A craving like no other
When I was pregnant for my second child, I craved dandelion greens, but unfortunately it was winter so I was out of luck. I tried everything, spinach, chard, even soggy-looking canned beet greens. It was really a desperate craving, with no satisfaction. They were all I wanted and I remember feeling like I must be crazy. The week after she was born, the dandelions appeared in the yard. I didn’t want them any longer.
I also tried to make dandelion wine once. It was an old recipe that mother had, but she didn’t know where she got it and said she never made it herself. I was intrigued at the idea of using weeds for a special treat. It called for baskets of dandelion flowers, honey, and beautiful citrus fruits. When it was ready to sample, its aroma was out of the world, so fragrant and enticing. I had a party and invited friends over to sample.
It tasted like old compost.
I don’t know to this day what I did wrong, or perhaps it was meant to taste like this? But I never gave it another try since it was so much work! That’s the hate part.
Something to love
This salad is one of the love parts, and is hardly any work at all. While dandelion greens have become a bit trendy and you can easily find them at farmers markets and co-ops, it’s fun to pick your own, right from the yard! Make sure they are not growing in a spot that has had any pesticides or herbicides applied, especially if they are growing close to a neighbor’s perfectly groomed, herbicide-manicured yard.
Every part is edible
Every inch of the dandelion plant is edible, the greens, the flower buds, the flowers. The root is dried and made into a tea, and you can usually find it in the bulk section of most food co-ops and health food stores. Probably the next wonder food, or maybe it already was but I was busy and missed it.
Degrees of bitterness
While the greens are a bit bitter, if you pick them when they are very young, the bitterness is mild. However, if you wait until they are full grown and flowering, they will be much more bitter, even for me, but you can still blanch them to remove some of that and use them in soups, stews, and stir-fries.
You may love them, or you may hate them, but they are certainly worth a try, especially after a long winter.

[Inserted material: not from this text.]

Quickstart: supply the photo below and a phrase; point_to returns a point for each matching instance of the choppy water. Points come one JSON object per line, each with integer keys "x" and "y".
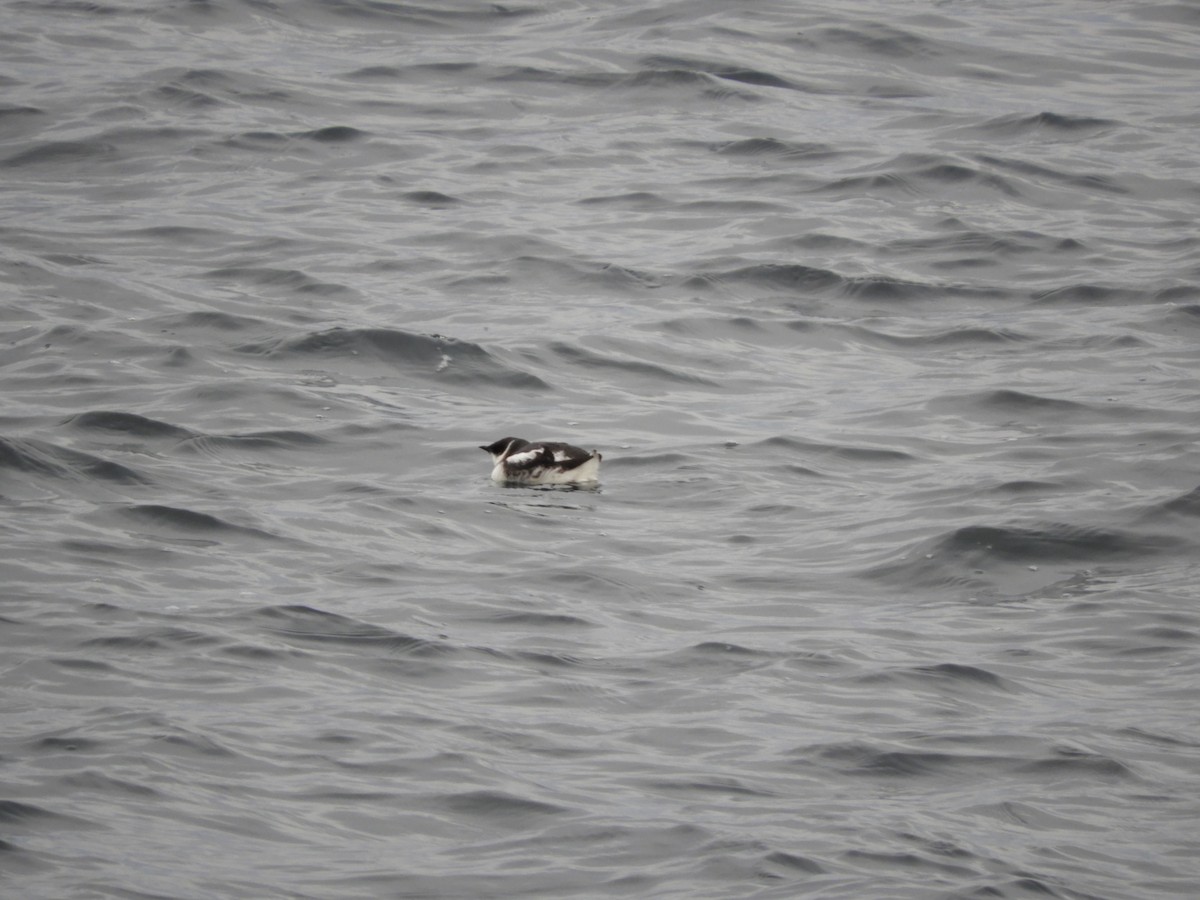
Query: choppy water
{"x": 885, "y": 317}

Or you can just wait until they go to seed and blow wishes into the wind.
Wild Dandelion Salad with Chickpeas and Morel Mushrooms with a Simple Lemon Vinaigrette
- Wild dandelion greens, rinsed and dried
- 1 cup cooked chickpeas (garbanzo beans)
- 4 tbsp. extra virgin olive oil
- 2 tbsp. freshly squeezed lemon juice
- 1 tsp. fresh thyme, minced
- 1 garlic clove, minced
- Salt and pepper
- 1 tbsp. fresh chives, minced
- A handful of morel mushrooms, cut in half
- A few dandelion flowers
- The zest from the lemon
Wash the greens and spin or towel dry. Set aside.
Combine the olive oil and lemon juice, whisk well, add salt and pepper to taste, along with about a tablespoon of roughly chopped dandelion leaves, thyme, and garlic. Pour this over the chickpeas and let sit for 15 minutes.
In a small skillet, add a bit of olive oil and toss in the morels with a bit of salt. Sauté until soft.
Assemble the salad: Arrange a layer of dandelion leaves and add a spoonful of the chickpeas. Toss on a few morels, and drizzle with a bit more of the dressing from the chickpeas.
Garnish with the chives and petals from the dandelions, and scatter the lemon zest on top.